The argument is that we should have a “vehicle miles traveled” tax to capture (b). However weight causes wear and tear, and weight looks like it is just a function of mpg:
(Source) If we know the mpg of a car, we know with a high probability the weight of the car. So if we want to tax weight, we should be able to just capture that by taxing the mpg – which is taxing the gasoline used by the car.
Now there are hybrids and electric cars out there – they sneak off that line there and cause more damage to the roads relative to the gas they burn. But from a quick google search, only 3% of cars/trucks sold in 2007 were hybrids, broadly defined. As a fraction of current auto stock, it’s going to be even less. Hybrids get about a third extra mpg relative to size, I’d estimate. So that’s a 33% margin on 1% of the auto stock that is escaping paying a tax on (b) above.

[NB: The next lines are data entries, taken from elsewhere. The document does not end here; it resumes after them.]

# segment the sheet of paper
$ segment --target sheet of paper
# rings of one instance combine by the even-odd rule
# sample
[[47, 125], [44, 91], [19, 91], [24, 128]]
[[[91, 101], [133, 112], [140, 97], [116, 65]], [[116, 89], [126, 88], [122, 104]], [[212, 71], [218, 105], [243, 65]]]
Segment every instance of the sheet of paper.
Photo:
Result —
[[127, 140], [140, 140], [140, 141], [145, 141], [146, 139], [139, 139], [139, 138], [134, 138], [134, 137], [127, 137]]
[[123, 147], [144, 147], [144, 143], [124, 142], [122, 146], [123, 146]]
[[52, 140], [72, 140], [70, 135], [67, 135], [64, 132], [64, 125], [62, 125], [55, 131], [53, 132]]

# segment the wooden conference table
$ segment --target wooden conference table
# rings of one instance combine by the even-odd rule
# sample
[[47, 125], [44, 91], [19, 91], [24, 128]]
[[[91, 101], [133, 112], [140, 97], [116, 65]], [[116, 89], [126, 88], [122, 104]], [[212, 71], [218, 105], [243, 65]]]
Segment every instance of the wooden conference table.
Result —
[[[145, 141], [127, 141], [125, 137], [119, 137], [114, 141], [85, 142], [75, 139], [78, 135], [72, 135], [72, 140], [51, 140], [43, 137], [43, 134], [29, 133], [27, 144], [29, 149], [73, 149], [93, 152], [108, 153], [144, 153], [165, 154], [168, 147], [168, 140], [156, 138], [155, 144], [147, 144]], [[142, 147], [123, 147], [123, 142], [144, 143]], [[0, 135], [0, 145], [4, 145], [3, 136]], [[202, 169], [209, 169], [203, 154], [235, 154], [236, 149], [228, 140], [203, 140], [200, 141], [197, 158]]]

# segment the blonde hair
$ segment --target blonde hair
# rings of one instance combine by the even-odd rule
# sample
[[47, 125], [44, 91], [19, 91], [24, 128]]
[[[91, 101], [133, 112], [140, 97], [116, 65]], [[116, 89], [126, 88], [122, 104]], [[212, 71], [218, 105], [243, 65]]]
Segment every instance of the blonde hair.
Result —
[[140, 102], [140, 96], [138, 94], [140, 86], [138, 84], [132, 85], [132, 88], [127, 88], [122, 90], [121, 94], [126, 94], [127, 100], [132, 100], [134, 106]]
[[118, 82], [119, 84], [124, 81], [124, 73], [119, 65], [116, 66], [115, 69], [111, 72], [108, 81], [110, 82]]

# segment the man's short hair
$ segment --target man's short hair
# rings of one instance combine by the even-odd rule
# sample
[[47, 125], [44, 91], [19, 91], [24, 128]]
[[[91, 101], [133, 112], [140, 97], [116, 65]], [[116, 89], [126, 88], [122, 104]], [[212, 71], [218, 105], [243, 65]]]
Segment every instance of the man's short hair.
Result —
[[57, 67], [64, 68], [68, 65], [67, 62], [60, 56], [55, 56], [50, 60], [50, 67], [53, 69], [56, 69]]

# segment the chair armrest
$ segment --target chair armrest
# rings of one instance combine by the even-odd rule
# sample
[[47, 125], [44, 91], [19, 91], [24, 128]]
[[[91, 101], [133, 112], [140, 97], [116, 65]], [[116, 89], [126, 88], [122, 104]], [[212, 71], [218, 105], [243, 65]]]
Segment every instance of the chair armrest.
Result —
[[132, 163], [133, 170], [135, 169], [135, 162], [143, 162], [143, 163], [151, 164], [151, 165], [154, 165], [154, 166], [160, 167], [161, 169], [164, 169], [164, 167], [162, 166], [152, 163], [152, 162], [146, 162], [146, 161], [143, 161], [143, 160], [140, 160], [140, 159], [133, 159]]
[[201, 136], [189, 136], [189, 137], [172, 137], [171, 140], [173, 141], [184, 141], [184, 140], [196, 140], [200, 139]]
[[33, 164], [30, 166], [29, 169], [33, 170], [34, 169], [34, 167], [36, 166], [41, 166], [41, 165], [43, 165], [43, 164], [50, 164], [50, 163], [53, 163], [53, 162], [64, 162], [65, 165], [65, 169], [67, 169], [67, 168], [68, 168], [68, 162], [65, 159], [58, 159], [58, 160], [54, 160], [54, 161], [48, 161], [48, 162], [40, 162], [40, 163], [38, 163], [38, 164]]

Is it worth the cost of setting up this taxing regime? Do we really want to have to force everyone driving to have a subpoena-able device tracking my car – or force them to go to the DMV another time every year to get their government-allocation of driving miles checked by a bureaucrat? Obama wisely said this was not being looked into; however Oregon appears to be considering it. I hope they don’t.